Although there have been attempts and close calls, King David II has yet to experience the level of rebellion that King Martin and Queen Joan experienced. Since the start of his reign, there has been a loss of intergenerational student activism, largely driven by the COVID-19 pandemic, which has made it difficult for students to connect with historical rebellions and rebels. Unlike his predecessor, King David II, with the help of his Deans, has thus far been able to quell rebellions.
Just as previous kings have had their loyal servants, King David II has had his and will yet have more. The Dean of Faculty and Vice President for Academic Affairs search now underway states the position “Report[s] directly to the president” yet is “the primary voice of the faculty.” In other words, the Dean of Faculty is the King’s Dean, not the faculty’s. The search for a Vice President for Diversity, Equity, and Inclusion states the position will “direct[ly] report to the president.” This is the King’s DEI coordinator, not that of marginalized community members. King David II will dub the final selection himself. These searches, and the search for the next Dean of Students, are headed by the same firm that found King David II: Isaacson, Miller. At least for now, community members eager for a significant change of course with the new additions should temper their expectations.
One would be right to decry King David II as an anti-democratic force on this campus, having excluded racial justice advocates from his DEI advisory council, shifting around trustee meetings to avoid climate justice protestors and covering it up, rejecting all proposals for institutionalizing student voice, and more. But that is not the full story. He is doing his job as asked by the noblemen. Short of a revolution, Hamilton College will never have a president with democratic checks and balances. The king and his staff, regardless of their race, gender, sexuality, ability, or faith, will forever zealously guard the crown.

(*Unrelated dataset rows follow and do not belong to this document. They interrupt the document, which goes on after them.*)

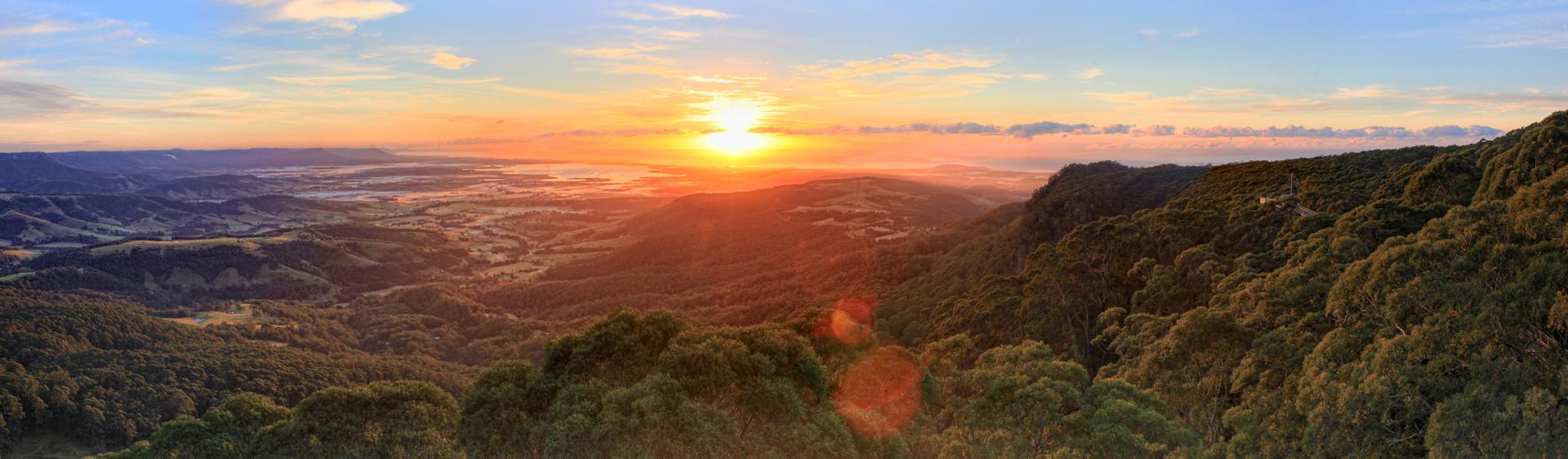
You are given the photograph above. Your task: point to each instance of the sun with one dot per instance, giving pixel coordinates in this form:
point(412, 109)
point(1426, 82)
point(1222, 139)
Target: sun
point(733, 123)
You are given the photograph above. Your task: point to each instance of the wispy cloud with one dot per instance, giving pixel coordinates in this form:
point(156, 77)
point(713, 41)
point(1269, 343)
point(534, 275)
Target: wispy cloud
point(1387, 132)
point(451, 61)
point(46, 25)
point(662, 33)
point(901, 63)
point(623, 132)
point(637, 58)
point(328, 78)
point(1371, 99)
point(1051, 127)
point(341, 15)
point(659, 11)
point(20, 99)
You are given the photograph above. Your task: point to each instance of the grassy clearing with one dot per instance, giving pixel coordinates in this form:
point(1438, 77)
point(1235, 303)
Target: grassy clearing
point(49, 447)
point(190, 243)
point(20, 254)
point(238, 315)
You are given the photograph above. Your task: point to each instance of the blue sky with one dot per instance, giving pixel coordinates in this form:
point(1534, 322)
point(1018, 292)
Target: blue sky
point(828, 82)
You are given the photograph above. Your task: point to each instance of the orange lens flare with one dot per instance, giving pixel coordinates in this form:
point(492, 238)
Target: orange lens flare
point(880, 394)
point(850, 322)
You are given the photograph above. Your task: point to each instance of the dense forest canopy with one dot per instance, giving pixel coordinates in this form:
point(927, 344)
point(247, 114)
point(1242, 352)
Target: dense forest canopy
point(1121, 312)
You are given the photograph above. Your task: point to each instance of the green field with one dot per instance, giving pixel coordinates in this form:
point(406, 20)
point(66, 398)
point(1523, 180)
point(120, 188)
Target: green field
point(238, 315)
point(190, 243)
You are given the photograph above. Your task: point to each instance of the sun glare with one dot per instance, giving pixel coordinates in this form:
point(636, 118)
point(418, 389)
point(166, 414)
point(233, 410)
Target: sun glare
point(733, 123)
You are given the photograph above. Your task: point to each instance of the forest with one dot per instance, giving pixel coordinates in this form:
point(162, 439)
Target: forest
point(1421, 309)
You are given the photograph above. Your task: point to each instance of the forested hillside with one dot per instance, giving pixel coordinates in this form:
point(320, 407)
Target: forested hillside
point(1418, 312)
point(1419, 307)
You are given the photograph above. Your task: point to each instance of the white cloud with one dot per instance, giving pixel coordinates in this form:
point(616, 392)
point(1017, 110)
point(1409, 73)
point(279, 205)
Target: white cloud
point(328, 78)
point(51, 25)
point(662, 33)
point(451, 61)
point(661, 11)
point(342, 15)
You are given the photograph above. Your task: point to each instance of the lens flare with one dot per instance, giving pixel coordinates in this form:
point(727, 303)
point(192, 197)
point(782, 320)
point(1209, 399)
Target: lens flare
point(880, 394)
point(850, 322)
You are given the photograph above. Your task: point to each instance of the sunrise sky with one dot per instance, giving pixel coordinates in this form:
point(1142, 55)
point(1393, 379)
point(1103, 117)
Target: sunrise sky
point(1026, 85)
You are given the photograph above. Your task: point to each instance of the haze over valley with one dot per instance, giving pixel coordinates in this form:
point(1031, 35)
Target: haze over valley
point(318, 230)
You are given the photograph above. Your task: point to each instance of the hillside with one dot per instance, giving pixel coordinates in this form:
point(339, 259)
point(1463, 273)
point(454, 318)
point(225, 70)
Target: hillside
point(105, 373)
point(42, 172)
point(38, 220)
point(1418, 309)
point(323, 264)
point(742, 257)
point(211, 189)
point(173, 163)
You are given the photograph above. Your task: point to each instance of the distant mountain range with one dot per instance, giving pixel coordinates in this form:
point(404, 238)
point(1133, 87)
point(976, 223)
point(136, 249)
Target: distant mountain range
point(218, 162)
point(44, 172)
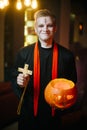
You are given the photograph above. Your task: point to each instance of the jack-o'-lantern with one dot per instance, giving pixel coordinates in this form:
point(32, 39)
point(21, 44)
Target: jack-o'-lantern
point(60, 93)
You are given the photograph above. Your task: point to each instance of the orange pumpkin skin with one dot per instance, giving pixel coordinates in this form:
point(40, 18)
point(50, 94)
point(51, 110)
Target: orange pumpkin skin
point(60, 93)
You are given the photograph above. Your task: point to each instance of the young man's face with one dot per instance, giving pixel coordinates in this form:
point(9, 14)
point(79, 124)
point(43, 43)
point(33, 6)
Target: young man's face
point(45, 28)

This is not to say there is no hope. Our avenues to create change and provide benefit to the students, faculty, and staff of Hamilton College must be an independent pursuit that does not rely on convincing tyrants and demagogues to defy their nature. The story of these tyrants is of a paranoia of change, of defending profit and reputation. The story of resistance and rebellion has been of education for the sake of the liberation of all peoples, both on and off the Hill. The answer to the crises we face are within ourselves as a people committed to justice, creating our own power for our own ends. The brave students forming unions across campus are but one example of the power the people may build when working in solidarity.
Babbitt, Samuel Fisher. Limited Engagement: Kirkland College 1965-1978: An Intimate History of the Rise & Fall of a Coordinate College for Women. 2006.
Isserman, Maurice., and Joan Hinde. Stewart. On the Hill : a Bicentennial History of Hamilton College, 1812-2012 Clinton, NY: Trustees of Hamilton College, 2011.